Upshot: The friend went to class, said I couldn't take the exam because I had broken my leg, and Weinstein said, "Oh she didn't have to do that just to get out of my exam." He later said I didn't have to make it up, my final would just count for my whole grade. I saw the midterm; I would not have done well. The final was an oral, not written. I just had to go to his office and answer as many reference questions as he asked me until he was satisfied. By that time I could walk without the crutches, but I kept them, hoping for a sympathy grade. But it was okay; although I got the first question wrong, I got the next 15 right. (He had asked everyone else three or four questions.) After the exam, I talked to him for awhile and looked at pictures of his grandchildren. He really was a very nice man.

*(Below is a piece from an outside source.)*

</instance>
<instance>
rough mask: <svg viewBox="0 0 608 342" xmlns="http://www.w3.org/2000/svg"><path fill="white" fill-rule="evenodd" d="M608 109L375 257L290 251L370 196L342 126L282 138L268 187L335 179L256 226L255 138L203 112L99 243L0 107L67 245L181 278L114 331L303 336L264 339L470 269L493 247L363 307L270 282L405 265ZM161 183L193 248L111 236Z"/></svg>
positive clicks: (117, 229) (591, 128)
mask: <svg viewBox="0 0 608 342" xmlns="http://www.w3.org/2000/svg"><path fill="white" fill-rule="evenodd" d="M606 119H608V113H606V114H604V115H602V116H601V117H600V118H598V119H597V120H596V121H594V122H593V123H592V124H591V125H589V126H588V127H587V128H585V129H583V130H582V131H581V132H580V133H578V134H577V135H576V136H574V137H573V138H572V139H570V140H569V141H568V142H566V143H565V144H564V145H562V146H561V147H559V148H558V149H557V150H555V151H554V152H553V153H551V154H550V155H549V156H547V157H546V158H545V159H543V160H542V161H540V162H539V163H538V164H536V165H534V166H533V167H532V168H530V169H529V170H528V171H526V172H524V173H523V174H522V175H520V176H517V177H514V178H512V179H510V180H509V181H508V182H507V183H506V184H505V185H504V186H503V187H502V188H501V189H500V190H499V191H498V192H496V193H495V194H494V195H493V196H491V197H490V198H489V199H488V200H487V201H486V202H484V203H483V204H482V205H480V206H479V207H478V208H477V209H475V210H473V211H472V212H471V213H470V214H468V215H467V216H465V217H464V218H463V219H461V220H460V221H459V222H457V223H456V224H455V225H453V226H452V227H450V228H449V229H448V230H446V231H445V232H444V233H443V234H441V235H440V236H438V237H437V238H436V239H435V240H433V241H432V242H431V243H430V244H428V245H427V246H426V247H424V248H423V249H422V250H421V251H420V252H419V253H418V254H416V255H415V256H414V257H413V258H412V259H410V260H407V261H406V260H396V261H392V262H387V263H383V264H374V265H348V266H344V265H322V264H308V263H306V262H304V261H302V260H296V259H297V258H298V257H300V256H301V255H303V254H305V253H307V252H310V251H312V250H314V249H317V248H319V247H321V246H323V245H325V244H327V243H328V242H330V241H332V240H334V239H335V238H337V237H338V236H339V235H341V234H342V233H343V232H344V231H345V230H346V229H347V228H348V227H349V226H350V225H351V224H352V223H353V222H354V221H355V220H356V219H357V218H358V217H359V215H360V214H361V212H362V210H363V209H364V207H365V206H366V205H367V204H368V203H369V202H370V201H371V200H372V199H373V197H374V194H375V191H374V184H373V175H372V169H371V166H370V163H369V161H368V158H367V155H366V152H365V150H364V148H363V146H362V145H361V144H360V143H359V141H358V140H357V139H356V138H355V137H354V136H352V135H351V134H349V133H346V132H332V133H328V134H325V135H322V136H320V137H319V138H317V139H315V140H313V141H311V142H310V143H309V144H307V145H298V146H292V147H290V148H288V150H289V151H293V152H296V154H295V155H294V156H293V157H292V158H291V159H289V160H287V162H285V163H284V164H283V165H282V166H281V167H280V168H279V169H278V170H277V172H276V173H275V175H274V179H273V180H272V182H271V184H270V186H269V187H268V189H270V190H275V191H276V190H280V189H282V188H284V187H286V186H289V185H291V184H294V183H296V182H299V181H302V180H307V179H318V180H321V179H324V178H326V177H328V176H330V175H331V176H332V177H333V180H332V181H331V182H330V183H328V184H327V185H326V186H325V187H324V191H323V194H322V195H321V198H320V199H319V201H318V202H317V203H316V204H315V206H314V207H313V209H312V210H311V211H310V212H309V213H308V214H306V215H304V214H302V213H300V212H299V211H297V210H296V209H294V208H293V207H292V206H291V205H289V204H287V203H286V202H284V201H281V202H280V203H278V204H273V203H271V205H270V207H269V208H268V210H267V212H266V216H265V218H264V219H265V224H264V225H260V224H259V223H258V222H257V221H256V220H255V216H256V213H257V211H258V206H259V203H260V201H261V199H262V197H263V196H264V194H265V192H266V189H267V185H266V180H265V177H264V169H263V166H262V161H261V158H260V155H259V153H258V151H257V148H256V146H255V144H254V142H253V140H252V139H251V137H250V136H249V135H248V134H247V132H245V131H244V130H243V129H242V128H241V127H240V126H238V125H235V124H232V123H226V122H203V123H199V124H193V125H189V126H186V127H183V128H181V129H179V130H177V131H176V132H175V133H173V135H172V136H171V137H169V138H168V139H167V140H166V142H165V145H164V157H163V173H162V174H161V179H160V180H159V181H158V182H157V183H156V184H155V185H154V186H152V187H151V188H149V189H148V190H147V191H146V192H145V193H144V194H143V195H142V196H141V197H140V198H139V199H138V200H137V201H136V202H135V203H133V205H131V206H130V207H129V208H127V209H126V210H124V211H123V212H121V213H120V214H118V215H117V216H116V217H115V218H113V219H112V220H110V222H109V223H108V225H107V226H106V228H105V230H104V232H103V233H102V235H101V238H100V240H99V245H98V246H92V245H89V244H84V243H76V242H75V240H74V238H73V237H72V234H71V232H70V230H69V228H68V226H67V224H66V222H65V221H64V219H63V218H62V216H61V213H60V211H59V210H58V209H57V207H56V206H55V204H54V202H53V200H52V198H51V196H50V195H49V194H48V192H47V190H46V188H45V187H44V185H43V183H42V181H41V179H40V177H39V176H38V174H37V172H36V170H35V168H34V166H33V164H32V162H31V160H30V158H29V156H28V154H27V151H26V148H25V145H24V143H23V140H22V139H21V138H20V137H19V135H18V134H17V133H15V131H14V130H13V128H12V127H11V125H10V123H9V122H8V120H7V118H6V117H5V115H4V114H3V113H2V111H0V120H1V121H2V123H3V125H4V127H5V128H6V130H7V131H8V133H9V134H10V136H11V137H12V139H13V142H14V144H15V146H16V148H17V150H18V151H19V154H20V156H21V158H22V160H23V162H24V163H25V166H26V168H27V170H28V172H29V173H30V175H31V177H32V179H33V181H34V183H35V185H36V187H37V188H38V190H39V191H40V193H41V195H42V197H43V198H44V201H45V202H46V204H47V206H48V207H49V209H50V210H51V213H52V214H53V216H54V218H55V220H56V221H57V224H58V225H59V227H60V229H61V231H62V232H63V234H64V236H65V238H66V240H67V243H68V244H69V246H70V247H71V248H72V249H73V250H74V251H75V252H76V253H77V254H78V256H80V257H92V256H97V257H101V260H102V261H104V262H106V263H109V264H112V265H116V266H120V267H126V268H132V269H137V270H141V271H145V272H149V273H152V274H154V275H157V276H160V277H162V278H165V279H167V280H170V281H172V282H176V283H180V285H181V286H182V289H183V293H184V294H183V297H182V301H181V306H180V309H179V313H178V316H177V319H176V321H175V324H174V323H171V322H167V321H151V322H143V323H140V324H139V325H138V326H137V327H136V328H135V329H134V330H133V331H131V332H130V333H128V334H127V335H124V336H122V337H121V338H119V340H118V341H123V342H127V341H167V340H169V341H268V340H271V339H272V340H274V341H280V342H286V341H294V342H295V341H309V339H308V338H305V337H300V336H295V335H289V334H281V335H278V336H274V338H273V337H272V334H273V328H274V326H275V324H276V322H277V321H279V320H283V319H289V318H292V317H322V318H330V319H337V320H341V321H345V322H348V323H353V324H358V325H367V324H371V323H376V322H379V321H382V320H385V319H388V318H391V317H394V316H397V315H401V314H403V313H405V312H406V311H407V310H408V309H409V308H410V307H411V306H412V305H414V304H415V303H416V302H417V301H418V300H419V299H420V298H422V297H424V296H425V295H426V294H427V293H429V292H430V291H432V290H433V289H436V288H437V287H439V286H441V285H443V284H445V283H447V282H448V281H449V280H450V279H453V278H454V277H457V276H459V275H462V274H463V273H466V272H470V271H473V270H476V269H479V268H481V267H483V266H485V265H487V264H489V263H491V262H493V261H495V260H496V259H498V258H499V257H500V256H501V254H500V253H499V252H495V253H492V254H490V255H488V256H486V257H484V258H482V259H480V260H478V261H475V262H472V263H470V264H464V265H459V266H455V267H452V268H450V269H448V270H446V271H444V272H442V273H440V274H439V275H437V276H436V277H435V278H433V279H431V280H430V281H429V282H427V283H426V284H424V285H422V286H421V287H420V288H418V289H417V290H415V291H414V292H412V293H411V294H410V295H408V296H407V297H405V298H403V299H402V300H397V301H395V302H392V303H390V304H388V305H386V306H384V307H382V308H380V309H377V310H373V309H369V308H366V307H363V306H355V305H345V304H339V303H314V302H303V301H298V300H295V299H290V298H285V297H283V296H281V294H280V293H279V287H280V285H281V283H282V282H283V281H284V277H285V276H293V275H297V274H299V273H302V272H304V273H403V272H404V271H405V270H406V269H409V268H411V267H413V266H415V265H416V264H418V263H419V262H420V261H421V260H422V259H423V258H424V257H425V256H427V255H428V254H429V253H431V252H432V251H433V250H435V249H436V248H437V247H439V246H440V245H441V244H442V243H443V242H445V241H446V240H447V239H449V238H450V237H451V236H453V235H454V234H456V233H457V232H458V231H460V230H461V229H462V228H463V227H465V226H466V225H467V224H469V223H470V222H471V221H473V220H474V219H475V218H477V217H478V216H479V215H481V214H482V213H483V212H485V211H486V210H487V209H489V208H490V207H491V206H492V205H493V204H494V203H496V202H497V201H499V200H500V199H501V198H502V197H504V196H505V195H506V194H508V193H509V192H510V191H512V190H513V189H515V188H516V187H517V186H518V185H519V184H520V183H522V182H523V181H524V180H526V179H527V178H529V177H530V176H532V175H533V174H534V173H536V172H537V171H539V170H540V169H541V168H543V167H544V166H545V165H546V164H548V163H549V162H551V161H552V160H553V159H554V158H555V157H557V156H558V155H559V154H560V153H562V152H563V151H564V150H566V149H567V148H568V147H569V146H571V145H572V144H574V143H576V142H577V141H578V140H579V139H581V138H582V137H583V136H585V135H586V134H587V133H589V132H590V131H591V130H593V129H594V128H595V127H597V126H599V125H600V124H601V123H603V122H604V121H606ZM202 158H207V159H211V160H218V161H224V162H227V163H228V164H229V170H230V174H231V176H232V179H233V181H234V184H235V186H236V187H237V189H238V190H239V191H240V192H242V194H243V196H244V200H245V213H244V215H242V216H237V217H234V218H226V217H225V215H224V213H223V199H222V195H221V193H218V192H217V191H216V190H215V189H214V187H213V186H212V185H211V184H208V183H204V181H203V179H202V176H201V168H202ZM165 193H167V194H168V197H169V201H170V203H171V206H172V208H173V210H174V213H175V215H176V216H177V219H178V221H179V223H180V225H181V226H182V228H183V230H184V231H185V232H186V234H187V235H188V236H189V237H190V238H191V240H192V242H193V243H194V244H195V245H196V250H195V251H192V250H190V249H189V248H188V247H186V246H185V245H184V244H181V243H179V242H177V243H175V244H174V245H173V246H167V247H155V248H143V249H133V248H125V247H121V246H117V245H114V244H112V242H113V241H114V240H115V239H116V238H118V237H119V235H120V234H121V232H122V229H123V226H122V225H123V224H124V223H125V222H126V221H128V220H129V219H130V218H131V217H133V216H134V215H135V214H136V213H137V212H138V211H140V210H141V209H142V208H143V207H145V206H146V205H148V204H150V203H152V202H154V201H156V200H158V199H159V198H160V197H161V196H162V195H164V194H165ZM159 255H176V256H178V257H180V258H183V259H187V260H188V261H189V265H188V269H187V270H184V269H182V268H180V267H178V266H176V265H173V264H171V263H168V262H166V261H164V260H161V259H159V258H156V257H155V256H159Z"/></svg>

As was The Bible Man. He really didn't have to pick me up, after all. Or did he?

An unrelated, yet amusing, tidbit:

Hubs did come to visit me at Rutgers on the weekends, when my roommate usually went home. The first time he visited, Shirl casually asked where he would be staying. I explained that he had a law-school classmate (Harold) who lived on the main campus, where I was, and he would be staying there. She seemed to buy that, and said no more.

After we were married a few months, we threw a dinner party for friends, and I was telling my mother about the plans. She asked who was coming. I named names, this one, that one, Harold. "Harold?" she said. "Who's Harold?"

"You know," I said, "I told you about him. Hubs went to Law School with him but he lived on the main campus."

"Him?" she said. "You mean he was real?"

And that's why Shirl, nuts as she sometimes was, was also a cool mom.